Batten College Wind Tunnel Managers Make Personal Commitment to Help the Environment

When they work at Old Dominion University's Langley Full-Scale Tunnel (LFST), Bob Ash and Drew Landman oversee complex aerodynamics testing on big trucks one day, race cars the next.

Built more than 75 years ago by the agency that would become NASA, the LFST is the largest university-operated wind tunnel in the world. Every fighter airplane deployed during World War II was tested in the tunnel.

Ash, a professor of aerospace engineering with the Frank Batten College of Engineering and Technology, is director of the ODU Wind Tunnel Enterprise Center, overseeing the business management of the facility, which ODU took over on a day-to-day basis from NASA about 10 years ago.

Landman, an associate professor of aerospace engineering, runs testing exercises at the LFST, working in particular to find fuel efficiencies in vehicles through reduced wind resistance.

That push for greener vehicles extends to the personal lives of the two long-time faculty members.

When they travel from their homes to their ODU campus offices, Landman and Ash both take environmentally friendly forms of transport. Ash rides his combination road/mountain bike; Landman hops on his electric-powered eGO scooter.
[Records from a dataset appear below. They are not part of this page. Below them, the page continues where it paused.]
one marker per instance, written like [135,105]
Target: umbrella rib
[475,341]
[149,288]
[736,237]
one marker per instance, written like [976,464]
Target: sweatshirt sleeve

"I spent my youth until my mid-30s riding bicycles," says Landman, who has been at ODU for 21 years. "During my early years at ODU I rode my bike to campus nearly every day.

So a few days a week, you can find Landman picking his way along back streets between his home near the Norfolk Naval Base and the university. The commute is less than three miles, but Landman tries to stay off Hampton Boulevard as much as he can.

"The Hampton Boulevard Bridge (over the Lafayette River) is my biggest obstacle," Landman says. "I commute at 15 to 18 miles per hour, and can hit an all-out speed of 27 miles per hour if necessary."

Ash, 67, has been a bicycle commuter for 30 years, inspired by a university professor who warned him long ago about the dangers of society's dependence on fossil fuels.

"Anything we as individuals can do is beneficial, no matter how small a gesture it seems," says Ash, whose commute to campus is a little more than two miles.

The benefits for Ash are tangible. He doesn't even own an ODU parking pass. "I save $400 a year," he said. "Of course I spent $200 on maintenance for my bike in the last year." That included the repair of two flat tires, which Ash attributes to the construction on campus.